Washington Times: More than 100 immigrants the Obama administration released back into the community went on to be charged with subsequent murders, according to government data released Monday that raises new questions about whether immigration authorities are doing enough to detail illegal immigrants awaiting deportation.
In one case, U.S. Immigration and Customs Enforcement (ICE) admitted its agents didn’t find out about an illegal immigrant’s death threats and court injunctions against him — which should have put him back in detention — until after the man was accused of a new murder.

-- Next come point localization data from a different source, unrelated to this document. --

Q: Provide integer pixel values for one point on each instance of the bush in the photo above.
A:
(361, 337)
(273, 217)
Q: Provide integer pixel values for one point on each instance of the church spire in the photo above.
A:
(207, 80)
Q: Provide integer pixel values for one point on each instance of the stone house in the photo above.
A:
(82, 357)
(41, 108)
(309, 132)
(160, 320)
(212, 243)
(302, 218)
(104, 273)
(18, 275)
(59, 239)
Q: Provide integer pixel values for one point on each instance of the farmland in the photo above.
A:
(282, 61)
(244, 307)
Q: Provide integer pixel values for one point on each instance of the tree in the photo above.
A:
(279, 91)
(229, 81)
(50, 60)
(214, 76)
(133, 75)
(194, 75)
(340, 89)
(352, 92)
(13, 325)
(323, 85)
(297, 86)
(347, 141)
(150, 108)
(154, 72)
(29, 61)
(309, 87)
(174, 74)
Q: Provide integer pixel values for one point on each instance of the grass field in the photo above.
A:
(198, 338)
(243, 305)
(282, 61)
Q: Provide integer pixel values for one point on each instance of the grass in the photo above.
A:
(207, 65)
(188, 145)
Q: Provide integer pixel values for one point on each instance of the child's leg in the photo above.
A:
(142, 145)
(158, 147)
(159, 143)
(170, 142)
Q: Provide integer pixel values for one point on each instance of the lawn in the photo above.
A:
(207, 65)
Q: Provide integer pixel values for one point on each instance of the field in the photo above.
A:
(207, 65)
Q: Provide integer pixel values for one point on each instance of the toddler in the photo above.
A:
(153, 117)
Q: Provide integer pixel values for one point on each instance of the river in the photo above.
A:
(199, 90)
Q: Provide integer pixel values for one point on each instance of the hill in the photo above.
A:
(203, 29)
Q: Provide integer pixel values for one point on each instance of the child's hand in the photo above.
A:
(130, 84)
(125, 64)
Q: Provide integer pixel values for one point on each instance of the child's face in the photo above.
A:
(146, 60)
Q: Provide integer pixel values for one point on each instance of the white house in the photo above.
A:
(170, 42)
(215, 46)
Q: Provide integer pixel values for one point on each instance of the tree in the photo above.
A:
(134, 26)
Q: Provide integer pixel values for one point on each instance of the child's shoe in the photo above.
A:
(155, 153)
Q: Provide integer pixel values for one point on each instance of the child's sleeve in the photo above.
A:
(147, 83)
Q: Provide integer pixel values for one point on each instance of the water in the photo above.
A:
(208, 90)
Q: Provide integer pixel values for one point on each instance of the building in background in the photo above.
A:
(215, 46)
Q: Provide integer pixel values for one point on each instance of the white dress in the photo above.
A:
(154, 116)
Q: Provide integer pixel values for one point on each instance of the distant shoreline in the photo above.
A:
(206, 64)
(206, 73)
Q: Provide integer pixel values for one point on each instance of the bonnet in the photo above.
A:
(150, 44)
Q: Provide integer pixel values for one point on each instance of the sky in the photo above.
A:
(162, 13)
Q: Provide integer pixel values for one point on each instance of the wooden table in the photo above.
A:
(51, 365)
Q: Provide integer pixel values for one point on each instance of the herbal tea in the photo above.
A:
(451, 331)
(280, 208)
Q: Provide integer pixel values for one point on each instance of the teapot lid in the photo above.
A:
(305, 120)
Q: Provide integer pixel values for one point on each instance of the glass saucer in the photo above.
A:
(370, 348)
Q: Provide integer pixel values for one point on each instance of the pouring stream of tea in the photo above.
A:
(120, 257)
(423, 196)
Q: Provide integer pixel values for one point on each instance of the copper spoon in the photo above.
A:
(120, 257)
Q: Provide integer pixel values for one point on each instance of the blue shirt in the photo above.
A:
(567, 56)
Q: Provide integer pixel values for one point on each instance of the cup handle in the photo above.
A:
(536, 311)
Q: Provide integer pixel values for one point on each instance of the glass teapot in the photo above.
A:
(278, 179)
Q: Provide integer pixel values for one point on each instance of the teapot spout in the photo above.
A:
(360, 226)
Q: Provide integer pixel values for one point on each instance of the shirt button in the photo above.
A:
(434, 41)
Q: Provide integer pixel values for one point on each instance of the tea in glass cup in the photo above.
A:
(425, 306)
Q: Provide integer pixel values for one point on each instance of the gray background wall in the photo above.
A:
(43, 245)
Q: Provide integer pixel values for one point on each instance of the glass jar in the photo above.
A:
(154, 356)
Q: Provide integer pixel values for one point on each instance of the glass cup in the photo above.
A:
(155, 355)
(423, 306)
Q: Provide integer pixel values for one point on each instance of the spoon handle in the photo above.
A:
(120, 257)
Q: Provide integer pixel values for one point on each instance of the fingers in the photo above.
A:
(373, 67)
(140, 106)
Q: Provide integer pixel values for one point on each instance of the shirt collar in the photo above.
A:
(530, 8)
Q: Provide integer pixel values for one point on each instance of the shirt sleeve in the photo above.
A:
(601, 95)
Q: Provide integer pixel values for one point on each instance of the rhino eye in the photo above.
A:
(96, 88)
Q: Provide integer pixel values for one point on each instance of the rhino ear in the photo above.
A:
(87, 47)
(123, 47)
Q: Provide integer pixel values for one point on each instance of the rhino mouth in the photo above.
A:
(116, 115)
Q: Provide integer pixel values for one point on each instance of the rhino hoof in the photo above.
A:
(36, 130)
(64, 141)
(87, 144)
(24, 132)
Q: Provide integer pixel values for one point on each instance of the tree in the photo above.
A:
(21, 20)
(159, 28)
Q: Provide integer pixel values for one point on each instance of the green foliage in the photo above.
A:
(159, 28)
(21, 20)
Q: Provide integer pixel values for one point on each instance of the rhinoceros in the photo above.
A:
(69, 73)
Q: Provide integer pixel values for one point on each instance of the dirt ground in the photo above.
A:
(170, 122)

That case, involving Apolinar Altamirano, is the latest instance of someone who’d been through the Obama administration deportation system but had been released, only to go on to commit major crimes.
ICE officials say they don’t regularly notify local authorities when they release someone, and don’t have a way of finding out from those authorities whether someone has gotten in trouble with the law again, so they didn’t know whether Mr. Altamirano’s $10,000 bond should have been revoked.
“ICE was not aware of the injunctions against Mr. Altamirano until after his January 22, 2015 arrest for first-degree murder, armed robbery and related offenses,” the agency said in a letter to Senate Judiciary Committee Chairman Charles E. Grassley, Iowa Republican, and Sen. Jeff Flake, an Arizona Republican in whose state the murder occurred.
All told, 121 immigrants who were held but eventually released by ICE went on to commit “homicide-related offenses,” the agency said.